@JohnStrong thank you so much for putting these two here and also asking the question. The Balboa speech is a classic, it's about resilience and grit (two very different things) more than anything else. I sort of skimmed the Mind Pump video and it is OK-ish but ... there is also a certain amount of muddled thinking in it not least discounting motivation as a feeling which therefore should not be examined.
Neuroscience has given us, over the last five-ten years, a very good idea of why we do some things or fail to do them. We know, for instance, that motivation is a specific emotion that arises when the discomfort we feel in one particular physical and mental state reaches a threshold level that is, to some extent, unique to each individual. We are then moved, virtually against our own conscious volition, to take action. For instance, a person who has had a life-threatening health scare is highly motivated to stay healthy and watches their nutrition and never misses their training.
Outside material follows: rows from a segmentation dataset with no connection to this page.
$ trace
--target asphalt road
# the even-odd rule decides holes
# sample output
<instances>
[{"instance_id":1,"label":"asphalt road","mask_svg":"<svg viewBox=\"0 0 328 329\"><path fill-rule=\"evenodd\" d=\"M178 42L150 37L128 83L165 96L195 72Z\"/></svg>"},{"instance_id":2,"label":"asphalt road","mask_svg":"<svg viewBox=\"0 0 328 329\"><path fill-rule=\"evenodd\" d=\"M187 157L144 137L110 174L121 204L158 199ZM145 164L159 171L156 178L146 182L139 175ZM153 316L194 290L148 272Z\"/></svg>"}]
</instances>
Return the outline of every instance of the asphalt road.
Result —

Their motivation over time will change, particularly as they get fitter and feel healthier but, at that point, sustainability is maintained by other neurochemical processes involving serotonin and dopamine which affect mood and are linked to the brain's reward system. Their entire identity and behavior will be so linked to training and being fit and healthy that not doing what they have to do will result in them feeling disgruntled and 'off' which, in turn, will lead to that internal sense of discomfort that brings about the motivation we feel to do things.
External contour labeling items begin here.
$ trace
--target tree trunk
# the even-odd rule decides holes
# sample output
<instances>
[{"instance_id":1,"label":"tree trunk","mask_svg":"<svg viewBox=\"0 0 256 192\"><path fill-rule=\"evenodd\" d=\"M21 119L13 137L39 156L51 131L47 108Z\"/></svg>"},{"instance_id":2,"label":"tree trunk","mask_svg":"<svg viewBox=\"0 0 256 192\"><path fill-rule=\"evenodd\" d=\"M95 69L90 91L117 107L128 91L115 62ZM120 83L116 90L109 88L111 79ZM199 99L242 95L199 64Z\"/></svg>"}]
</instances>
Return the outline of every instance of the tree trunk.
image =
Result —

So, to get to your question of "How do you get back on your horse?" - to begin with you need to have an understanding of why you 'fell off it'. What made you stop? What keeps you from maintaining a fitness routine day after day? When you identify the obstacles and remove them, the task itself becomes easier. When you have identified your reasons for wanting to be fit and healthy and clearly felt their imperative, then your motivation to do so is back.
This video, short as it is, helps a little:
The thing to remember is that 'discipline' can't be consistently hard. That way we fail. So what we do has to be made as easy as possible to do. Then the excuses for not doing it become harder to swallow.
I am not sure how much all this helps and it probably raises quite a few questions so don't hesitate to ask me anything you feel needs greater clarification.